Certes nous ne le blâmerons pas d’avoir supprimé les prérogatives surannées de la noblesse féodale, mais les États généraux auraient pu lui épargner bien des fautes et il ne les réunit pas une seule fois. Il eut des conseillers expérimentés, mais leur autorité morale ne suffisait pas à le garantir du vertige despotique. Il leur échappait par des sophismes et répondait même à leurs sages avertissements par des théories sur l’utilité de l’accroissement des taxes et même sur les avantages des dilapidations.

Toutefois au moment de conclure, on sent qu’il serait injuste de ne pas tenir compte à Léopold du bien qu’il a fait et dont l’initiative lui appartient tout autant que celle du mal qu’on lui peut reprocher. On n’oubliera pas qu’il a donné trente années de paix à la Lorraine, qu’il a reconstitué la nationalité, qu’il a repeuplé les campagnes et les villes, qu’il a construit de magnifiques routes, qu’il a fait refleurir l’agriculture, l’industrie, le commerce, l’instruction publique, les arts et les lettres.

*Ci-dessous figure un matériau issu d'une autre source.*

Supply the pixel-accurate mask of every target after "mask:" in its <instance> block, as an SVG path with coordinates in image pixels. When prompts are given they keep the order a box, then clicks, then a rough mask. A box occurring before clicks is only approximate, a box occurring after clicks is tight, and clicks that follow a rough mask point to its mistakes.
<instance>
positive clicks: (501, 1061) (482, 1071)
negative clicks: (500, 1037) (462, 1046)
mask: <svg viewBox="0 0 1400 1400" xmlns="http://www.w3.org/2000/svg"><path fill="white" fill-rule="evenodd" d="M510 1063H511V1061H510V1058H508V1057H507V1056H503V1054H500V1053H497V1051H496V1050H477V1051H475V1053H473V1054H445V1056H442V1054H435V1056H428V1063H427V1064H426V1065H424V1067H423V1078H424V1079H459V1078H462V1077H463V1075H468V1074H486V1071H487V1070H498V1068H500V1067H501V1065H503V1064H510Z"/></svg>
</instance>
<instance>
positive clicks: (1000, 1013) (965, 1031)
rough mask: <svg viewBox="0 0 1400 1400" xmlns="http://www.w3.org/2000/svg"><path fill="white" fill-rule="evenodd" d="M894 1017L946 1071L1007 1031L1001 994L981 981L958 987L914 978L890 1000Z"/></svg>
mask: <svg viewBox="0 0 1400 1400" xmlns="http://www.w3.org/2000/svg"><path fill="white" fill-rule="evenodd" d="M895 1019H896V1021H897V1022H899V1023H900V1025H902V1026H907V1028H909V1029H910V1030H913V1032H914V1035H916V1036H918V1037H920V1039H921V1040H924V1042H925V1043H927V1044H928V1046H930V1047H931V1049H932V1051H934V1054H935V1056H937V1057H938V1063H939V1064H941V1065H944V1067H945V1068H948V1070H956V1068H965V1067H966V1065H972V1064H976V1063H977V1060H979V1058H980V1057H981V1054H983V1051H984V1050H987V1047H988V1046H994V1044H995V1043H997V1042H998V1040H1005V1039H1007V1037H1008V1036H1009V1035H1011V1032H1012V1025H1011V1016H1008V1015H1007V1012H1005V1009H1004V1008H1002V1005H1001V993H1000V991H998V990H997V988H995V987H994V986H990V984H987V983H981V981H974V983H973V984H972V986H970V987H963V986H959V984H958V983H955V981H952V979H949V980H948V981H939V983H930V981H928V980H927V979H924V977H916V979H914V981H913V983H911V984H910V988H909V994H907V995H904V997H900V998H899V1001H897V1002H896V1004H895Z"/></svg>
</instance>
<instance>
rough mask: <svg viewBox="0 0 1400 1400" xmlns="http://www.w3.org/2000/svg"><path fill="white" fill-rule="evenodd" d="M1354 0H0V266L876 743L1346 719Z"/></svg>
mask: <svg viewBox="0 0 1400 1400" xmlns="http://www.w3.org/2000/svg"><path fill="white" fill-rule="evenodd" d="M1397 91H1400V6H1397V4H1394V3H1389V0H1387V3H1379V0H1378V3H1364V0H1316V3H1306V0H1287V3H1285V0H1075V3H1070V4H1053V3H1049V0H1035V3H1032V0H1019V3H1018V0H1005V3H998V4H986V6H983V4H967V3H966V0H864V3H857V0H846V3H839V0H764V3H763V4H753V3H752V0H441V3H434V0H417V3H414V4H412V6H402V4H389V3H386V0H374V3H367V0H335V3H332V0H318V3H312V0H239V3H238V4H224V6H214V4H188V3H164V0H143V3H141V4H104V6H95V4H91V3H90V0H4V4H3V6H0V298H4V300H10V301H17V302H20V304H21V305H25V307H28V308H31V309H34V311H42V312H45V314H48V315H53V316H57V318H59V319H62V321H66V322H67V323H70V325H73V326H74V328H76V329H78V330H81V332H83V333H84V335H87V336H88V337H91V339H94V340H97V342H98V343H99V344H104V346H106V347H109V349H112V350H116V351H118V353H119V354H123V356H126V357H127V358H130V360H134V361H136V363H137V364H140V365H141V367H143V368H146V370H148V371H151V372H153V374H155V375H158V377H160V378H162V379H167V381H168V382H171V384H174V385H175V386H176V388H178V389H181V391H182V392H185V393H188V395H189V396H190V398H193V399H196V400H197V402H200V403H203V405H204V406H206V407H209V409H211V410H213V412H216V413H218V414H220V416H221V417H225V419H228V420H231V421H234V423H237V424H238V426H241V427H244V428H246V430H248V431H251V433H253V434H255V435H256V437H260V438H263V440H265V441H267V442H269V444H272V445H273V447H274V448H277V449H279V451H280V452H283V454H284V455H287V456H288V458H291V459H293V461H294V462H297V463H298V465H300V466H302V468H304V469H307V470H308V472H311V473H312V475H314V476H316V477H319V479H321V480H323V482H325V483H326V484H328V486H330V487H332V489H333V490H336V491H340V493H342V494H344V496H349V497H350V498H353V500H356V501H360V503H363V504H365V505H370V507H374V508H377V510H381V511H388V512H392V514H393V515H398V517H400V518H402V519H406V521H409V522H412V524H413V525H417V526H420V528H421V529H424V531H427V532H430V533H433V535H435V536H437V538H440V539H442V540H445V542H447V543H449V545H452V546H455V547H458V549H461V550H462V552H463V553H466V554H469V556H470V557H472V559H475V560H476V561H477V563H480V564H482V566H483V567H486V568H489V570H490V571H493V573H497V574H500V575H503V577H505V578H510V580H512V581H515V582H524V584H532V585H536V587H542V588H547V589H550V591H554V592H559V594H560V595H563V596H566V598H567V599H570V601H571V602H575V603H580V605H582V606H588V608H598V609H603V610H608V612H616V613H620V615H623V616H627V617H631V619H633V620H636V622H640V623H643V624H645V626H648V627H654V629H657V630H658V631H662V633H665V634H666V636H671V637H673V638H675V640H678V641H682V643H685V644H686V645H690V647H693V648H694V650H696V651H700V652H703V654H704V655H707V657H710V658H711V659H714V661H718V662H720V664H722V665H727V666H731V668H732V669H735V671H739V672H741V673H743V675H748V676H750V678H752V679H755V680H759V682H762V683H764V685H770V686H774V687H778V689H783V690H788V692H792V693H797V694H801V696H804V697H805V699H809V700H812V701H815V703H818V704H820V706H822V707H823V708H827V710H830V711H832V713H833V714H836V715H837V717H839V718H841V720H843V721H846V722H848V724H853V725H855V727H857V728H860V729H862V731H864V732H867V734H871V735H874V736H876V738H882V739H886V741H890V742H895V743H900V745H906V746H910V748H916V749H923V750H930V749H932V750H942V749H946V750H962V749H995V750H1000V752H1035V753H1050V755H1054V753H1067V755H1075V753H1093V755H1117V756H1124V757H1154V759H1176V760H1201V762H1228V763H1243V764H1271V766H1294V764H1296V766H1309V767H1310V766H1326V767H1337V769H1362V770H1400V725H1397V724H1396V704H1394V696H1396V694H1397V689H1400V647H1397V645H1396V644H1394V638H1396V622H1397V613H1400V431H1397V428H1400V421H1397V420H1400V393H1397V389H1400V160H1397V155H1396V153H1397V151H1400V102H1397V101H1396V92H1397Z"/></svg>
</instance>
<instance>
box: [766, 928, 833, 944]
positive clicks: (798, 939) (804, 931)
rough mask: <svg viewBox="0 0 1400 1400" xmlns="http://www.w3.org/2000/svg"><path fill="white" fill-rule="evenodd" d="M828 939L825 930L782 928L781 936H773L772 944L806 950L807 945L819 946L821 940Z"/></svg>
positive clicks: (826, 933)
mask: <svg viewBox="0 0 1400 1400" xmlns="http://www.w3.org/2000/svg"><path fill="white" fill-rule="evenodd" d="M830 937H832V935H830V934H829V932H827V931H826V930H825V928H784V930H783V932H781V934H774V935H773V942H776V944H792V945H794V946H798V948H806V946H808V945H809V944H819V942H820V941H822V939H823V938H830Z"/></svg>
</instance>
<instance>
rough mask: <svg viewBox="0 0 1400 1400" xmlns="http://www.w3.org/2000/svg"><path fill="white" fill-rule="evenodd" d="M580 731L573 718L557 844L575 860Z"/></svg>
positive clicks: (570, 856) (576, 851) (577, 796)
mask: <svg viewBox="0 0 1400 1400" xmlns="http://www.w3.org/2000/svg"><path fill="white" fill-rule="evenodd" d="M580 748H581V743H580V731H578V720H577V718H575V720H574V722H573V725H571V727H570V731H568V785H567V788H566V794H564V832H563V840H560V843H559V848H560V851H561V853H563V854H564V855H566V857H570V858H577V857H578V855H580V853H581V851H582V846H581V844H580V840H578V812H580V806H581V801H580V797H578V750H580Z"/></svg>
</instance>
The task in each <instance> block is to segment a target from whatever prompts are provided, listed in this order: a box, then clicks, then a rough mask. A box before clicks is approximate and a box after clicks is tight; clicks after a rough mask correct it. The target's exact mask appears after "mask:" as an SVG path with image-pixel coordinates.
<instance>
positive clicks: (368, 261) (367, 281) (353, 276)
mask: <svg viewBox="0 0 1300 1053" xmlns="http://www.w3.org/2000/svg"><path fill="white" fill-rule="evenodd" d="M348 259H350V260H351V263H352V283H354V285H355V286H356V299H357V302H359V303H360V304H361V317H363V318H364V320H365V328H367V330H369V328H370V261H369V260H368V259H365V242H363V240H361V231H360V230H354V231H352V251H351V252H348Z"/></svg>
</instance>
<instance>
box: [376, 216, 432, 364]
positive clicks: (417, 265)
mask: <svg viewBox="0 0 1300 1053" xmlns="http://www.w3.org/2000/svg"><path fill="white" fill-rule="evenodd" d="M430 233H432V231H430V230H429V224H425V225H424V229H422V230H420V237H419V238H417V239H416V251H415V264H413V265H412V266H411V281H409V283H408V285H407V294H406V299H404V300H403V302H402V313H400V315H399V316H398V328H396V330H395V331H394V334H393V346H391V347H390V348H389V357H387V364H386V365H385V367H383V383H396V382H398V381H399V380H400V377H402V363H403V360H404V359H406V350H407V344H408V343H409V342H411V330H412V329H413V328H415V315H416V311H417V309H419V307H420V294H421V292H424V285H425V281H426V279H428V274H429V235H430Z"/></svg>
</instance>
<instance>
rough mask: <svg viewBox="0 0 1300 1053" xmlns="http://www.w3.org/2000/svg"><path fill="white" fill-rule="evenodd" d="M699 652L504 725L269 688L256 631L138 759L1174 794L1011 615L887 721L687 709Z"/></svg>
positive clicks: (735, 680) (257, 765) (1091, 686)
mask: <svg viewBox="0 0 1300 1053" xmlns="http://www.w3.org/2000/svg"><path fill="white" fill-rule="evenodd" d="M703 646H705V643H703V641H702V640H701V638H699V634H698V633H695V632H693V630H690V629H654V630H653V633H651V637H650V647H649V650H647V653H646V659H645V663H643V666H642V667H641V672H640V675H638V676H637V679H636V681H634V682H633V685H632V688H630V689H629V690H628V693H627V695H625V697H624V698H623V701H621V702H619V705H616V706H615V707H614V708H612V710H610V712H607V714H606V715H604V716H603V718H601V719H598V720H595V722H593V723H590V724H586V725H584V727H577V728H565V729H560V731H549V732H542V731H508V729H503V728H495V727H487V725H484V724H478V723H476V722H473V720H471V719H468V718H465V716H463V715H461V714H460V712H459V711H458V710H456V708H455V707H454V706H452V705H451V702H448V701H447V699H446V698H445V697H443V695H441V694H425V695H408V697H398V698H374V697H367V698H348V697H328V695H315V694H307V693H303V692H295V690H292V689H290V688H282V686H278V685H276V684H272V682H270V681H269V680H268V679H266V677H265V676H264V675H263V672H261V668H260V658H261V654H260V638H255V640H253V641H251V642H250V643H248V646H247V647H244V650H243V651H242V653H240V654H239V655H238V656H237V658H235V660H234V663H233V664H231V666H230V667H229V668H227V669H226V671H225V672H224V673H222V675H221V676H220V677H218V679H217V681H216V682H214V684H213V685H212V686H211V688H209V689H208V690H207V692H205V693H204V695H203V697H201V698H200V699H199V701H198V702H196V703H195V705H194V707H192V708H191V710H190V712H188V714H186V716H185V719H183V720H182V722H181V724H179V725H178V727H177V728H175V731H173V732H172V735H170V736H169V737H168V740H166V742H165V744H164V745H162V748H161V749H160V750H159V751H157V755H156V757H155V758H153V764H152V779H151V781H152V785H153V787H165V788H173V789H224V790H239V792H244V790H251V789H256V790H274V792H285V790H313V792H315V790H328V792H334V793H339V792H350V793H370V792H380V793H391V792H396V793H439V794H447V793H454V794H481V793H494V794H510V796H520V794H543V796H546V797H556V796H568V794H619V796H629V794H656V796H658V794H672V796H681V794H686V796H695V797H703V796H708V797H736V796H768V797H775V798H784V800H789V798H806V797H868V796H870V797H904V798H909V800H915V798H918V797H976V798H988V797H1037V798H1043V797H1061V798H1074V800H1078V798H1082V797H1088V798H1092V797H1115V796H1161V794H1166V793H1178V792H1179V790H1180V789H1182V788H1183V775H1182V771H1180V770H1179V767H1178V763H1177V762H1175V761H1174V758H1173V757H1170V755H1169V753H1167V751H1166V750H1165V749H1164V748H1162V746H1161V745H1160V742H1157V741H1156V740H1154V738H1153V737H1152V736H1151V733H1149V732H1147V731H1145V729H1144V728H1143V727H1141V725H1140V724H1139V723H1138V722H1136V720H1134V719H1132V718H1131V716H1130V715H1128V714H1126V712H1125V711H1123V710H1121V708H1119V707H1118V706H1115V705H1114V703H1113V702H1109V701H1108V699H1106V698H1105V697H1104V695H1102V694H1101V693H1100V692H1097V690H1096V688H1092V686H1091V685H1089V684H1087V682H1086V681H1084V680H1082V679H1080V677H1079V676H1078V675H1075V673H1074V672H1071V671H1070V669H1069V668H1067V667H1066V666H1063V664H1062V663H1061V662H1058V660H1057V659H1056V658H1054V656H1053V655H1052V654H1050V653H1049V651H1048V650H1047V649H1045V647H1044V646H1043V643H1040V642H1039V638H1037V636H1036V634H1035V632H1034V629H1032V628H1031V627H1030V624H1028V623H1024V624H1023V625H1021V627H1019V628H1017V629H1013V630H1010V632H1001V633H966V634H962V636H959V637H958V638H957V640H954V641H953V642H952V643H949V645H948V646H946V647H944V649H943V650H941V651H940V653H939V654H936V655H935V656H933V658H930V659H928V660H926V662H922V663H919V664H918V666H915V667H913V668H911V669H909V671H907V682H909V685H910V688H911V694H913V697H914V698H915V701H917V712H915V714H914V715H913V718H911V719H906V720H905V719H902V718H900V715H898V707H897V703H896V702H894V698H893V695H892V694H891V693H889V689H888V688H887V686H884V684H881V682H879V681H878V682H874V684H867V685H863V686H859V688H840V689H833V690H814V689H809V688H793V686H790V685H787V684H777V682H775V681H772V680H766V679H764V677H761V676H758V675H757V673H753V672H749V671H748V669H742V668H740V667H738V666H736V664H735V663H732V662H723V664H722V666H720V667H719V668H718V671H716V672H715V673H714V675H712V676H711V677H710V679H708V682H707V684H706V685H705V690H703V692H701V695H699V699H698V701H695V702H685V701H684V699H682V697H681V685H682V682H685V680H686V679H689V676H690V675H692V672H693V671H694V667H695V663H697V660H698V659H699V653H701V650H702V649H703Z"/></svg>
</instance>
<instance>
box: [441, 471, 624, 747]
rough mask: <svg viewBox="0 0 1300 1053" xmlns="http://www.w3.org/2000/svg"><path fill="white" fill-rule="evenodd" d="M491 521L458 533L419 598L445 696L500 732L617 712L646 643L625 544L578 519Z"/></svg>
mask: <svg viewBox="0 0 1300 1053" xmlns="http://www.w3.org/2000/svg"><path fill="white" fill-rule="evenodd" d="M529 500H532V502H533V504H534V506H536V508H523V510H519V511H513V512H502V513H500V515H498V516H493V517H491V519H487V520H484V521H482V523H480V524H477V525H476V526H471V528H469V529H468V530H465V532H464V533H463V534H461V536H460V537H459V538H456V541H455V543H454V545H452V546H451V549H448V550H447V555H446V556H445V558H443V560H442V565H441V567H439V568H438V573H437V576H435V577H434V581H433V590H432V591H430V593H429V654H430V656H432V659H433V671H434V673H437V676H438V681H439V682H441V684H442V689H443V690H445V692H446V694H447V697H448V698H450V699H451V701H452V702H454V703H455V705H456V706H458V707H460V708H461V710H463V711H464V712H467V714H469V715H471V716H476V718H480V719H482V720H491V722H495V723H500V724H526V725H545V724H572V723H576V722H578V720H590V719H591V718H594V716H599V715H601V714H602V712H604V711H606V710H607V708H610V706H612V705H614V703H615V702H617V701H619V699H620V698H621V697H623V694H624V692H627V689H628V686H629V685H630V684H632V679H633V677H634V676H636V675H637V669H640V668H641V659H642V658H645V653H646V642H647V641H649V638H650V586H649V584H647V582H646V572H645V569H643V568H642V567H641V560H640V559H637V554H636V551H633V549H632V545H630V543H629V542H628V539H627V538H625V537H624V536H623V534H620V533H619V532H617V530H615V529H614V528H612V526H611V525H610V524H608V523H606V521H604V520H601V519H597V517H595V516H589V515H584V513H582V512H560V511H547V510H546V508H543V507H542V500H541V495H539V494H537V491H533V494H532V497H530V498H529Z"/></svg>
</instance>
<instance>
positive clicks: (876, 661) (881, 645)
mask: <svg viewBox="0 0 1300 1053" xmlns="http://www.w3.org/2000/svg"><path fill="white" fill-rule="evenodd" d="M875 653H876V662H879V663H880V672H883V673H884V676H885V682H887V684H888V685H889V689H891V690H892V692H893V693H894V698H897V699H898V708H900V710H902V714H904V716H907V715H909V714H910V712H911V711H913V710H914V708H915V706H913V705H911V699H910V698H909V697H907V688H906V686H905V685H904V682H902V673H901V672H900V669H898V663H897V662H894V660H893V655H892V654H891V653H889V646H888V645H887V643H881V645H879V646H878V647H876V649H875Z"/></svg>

Tout mis en balance, on est porté à dire que la légende ne s’est pas entièrement trompée en faisant de son règne une des périodes les plus heureuses, la plus heureuse peut-être de l’histoire ducale. On ne croit pas manquer aux droits sévères de la vérité en lui conservant sa place parmi ce très petit nombre de princes « dont le peuple a gardé la mémoire ».